We never preach perfectly penned sermons. We, instead, as Dan Doriani says, preach sermons in a mild state of panic. Being overly prepared, particularly being unusually concerned about every word on your manuscript, usually leads to stale, boring sermons. Your extra effort can backfire. More effort doesn’t always lead to better results. Having a heart full of content and prayer is better than perfecting your notes.
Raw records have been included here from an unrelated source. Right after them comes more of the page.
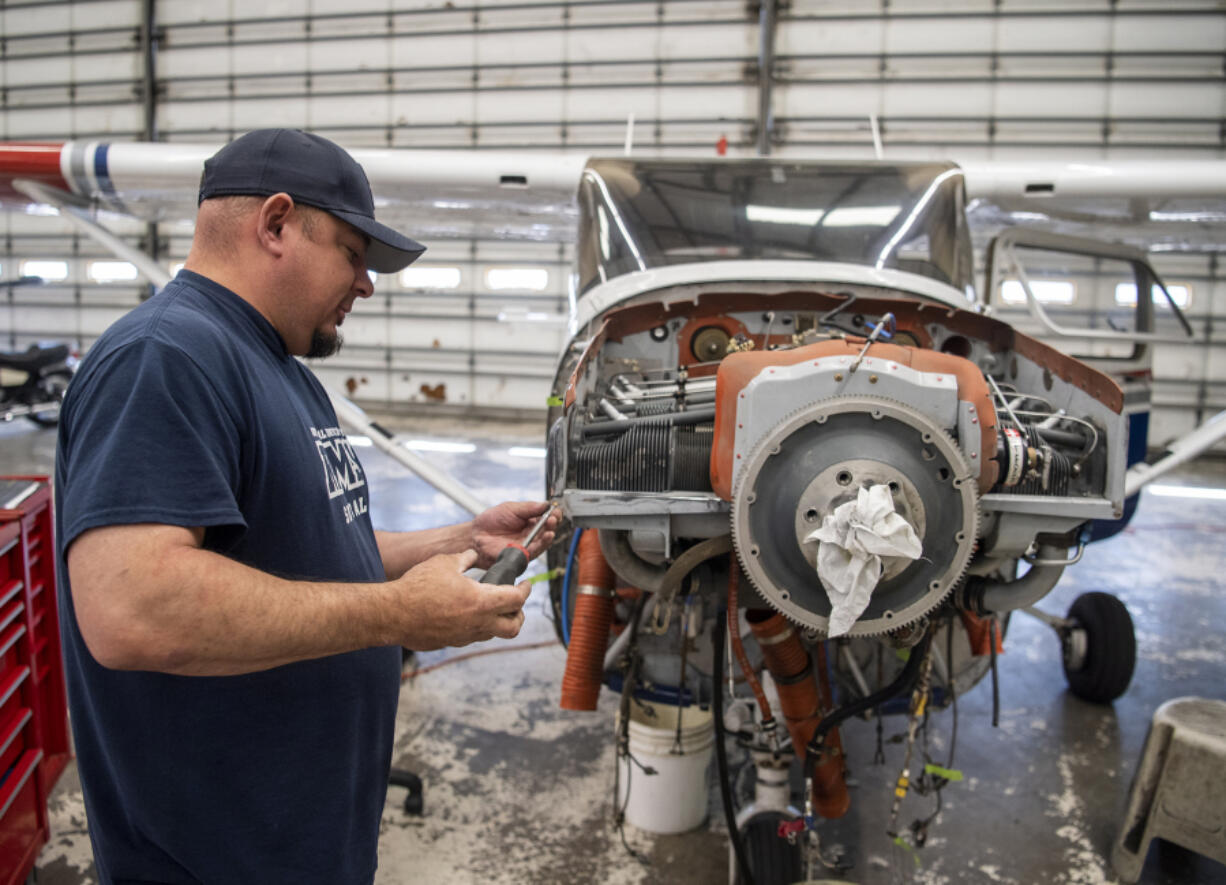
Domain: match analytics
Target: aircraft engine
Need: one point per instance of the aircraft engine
(699, 421)
(802, 433)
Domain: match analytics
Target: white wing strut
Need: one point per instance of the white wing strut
(348, 413)
(356, 419)
(1183, 449)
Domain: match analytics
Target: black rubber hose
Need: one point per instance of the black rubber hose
(721, 752)
(904, 682)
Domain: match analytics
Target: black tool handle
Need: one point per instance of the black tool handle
(509, 565)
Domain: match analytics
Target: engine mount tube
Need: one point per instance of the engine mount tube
(802, 704)
(1007, 596)
(590, 630)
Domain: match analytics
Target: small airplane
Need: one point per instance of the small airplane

So, preacher, be encouraged. There will never be a time in your ministry where you will finish writing a sermon because there is always more work that can be done. We work until we meet our threshold. After we do, we try not to think about the sermon on Saturday while spending time with family. We rise early on Sunday for prayer, Bible reading, and one more glance. We drive to church, and before we step into the pulpit, we submit our offering to the Lord, asking Him to bless what we have more than we could ever on our own, sort of like the boy who gave Jesus five barley loaves and two pieces of fish.